L’auteur, qui est pour ses visiteurs et ses amis un conteur de grand talent, nous propose un florilège de citations, de bons mots, de réparties et d’anecdotes replacées habilement dans le contexte ou la perspective du public, du lieu et du moment où leurs différents locuteurs ont pris la parole. C’est une magistrale démonstration que l’ironie et l’humour constituent un art en politique. Ces formes de joutes verbales sont « des armes fréquemment utilisées par les politiques pour déstabiliser un adversaire, éviter de répondre à la question prématurée ou gênante d’un journaliste, convaincre et séduire l’opinion  ».

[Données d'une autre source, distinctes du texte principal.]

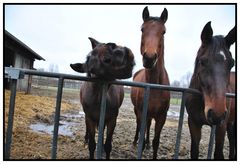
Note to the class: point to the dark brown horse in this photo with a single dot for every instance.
(211, 77)
(231, 125)
(106, 61)
(152, 50)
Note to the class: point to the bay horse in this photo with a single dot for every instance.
(152, 50)
(211, 77)
(231, 125)
(106, 61)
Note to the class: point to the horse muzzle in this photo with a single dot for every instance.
(149, 61)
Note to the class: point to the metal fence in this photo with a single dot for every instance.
(14, 74)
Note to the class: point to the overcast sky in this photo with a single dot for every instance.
(59, 33)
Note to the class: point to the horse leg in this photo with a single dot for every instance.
(149, 120)
(195, 131)
(108, 144)
(219, 141)
(160, 121)
(91, 137)
(138, 120)
(86, 137)
(231, 138)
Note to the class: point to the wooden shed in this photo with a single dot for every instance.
(18, 55)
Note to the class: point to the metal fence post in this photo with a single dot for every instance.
(101, 121)
(57, 117)
(180, 124)
(10, 118)
(211, 142)
(143, 122)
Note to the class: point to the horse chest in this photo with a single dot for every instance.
(91, 102)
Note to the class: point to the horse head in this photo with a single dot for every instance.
(152, 42)
(212, 68)
(108, 61)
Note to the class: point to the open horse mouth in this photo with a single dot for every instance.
(149, 62)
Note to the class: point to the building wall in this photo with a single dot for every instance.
(22, 62)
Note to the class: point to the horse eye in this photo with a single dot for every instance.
(203, 62)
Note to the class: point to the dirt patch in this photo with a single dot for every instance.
(29, 144)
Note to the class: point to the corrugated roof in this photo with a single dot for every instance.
(20, 43)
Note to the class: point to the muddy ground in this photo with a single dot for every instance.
(30, 142)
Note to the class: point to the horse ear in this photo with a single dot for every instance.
(145, 13)
(79, 67)
(93, 42)
(207, 33)
(231, 37)
(164, 15)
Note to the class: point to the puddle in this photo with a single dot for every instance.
(67, 125)
(174, 112)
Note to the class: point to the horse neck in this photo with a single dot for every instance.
(157, 73)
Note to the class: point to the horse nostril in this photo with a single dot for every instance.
(107, 60)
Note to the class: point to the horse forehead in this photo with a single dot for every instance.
(222, 53)
(157, 25)
(101, 50)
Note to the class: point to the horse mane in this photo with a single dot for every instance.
(137, 73)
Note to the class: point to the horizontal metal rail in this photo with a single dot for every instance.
(15, 74)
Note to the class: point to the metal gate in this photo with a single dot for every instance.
(14, 74)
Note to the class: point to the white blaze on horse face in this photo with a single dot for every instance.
(223, 54)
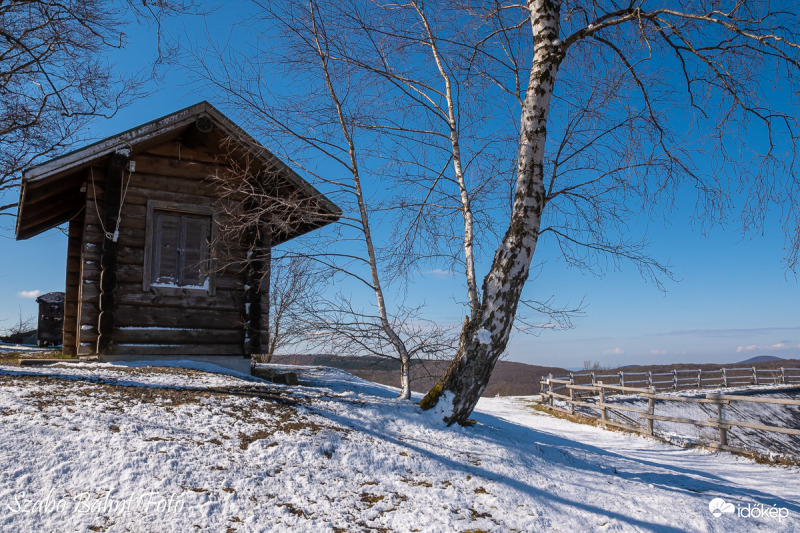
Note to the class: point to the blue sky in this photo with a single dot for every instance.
(733, 299)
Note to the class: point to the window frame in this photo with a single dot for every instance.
(150, 239)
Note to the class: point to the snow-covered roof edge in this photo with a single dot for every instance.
(51, 298)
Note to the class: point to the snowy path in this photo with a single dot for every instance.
(339, 454)
(644, 472)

Au fil des pages, Jean-Louis Debré nous montre que de nombreux parlementaires, ministres et présidents de la République ont pratiqué l’humour avec dextérité. Le général de Gaulle, Valéry Giscard d’Estaing et Jacques Chirac étaient même des « orfèvres en la matière  ». Si l’humour est donc bien un art en politique, dans une récente interview au Figaro, Jean-Louis Debré estime que le rire tend à disparaître et que c’est ce qui manque aujourd’hui à la politique car « la capacité de rire et l’humour sont fédérateurs, semeurs d’optimisme et d’unité. Le drame aujourd’hui, c’est que le rire n’existe plus…  », car les réseaux sociaux « hystérisent la violence » et le niveau politique est en chute libre. On n’improvise presque plus, et le débat a été « totalement asséché » par le changement même du métier de député, qui «  ne consiste plus qu’à lire ce que d’autres ont écrit pour lui […] Ils n’ont pas compris que le rire était une arme, une arme politique redoutable pour déstabiliser l’adversaire, mais aussi pour rassembler des foules ». Toutefois, aujourd’hui, le geste improvisé remplace le discours et le doigt bien que muet devient éloquent !

Sobriquets et lapsus

Nostalgique des joutes verbales du temps de Clemenceau ou Jaurès, « quand ça fusait de partout », Jean-Louis Debré collecte dans cet essai les déclarations historiques d’illustres oubliés, notamment « le cochon est la vache à lait de la France », et nous amuse des « hollandises » du président dont l’un de ses meilleurs sketchs fut son escapade en scooter ! Jean-Louis Debré recense aussi les sobriquets méchants : « capitaine de pédalo dans la saison des tempêtes » (Mélenchon à propos de François Hollande) ; «  barreur de petit temps » (Roland Dumas sur Michel Rocard). Il épingle les coups bas, tels que celui-ci de Jacques Chirac : « [Sarkozy,] il faut lui marcher dessus, ça porte bonheur  ». Toutefois, l’auteur souligne la folle résistance de l’humour involontaire : le lapsus. Il nous en donne quelques exemples mémorables : Cécile Duflot qui, lors d’une conférence de presse avec Daniel Cohn-Bendit en 2010, a déclaré « Nous avons beaucoup réfléchi en amants… » ; François Fillon avec son «  gaz de shit  » ; Édouard Balladur qui proposait de pratiquer la technique du «  bouche-à-bouche » plutôt que du bouche-à-oreille ; Rachida Dati parlant de «  fellation quasi nulle  » ; un député du Val-de-Marne s’exclamant «  Monsieur le Ministre, durcissez votre sexe ! ».

Dans ce début de pré-campagne d’une désarmante austérité (quoique !), ce livre réveille notre hilarité en nous révélant que les politiques nous font et nous feront encore souvent rire.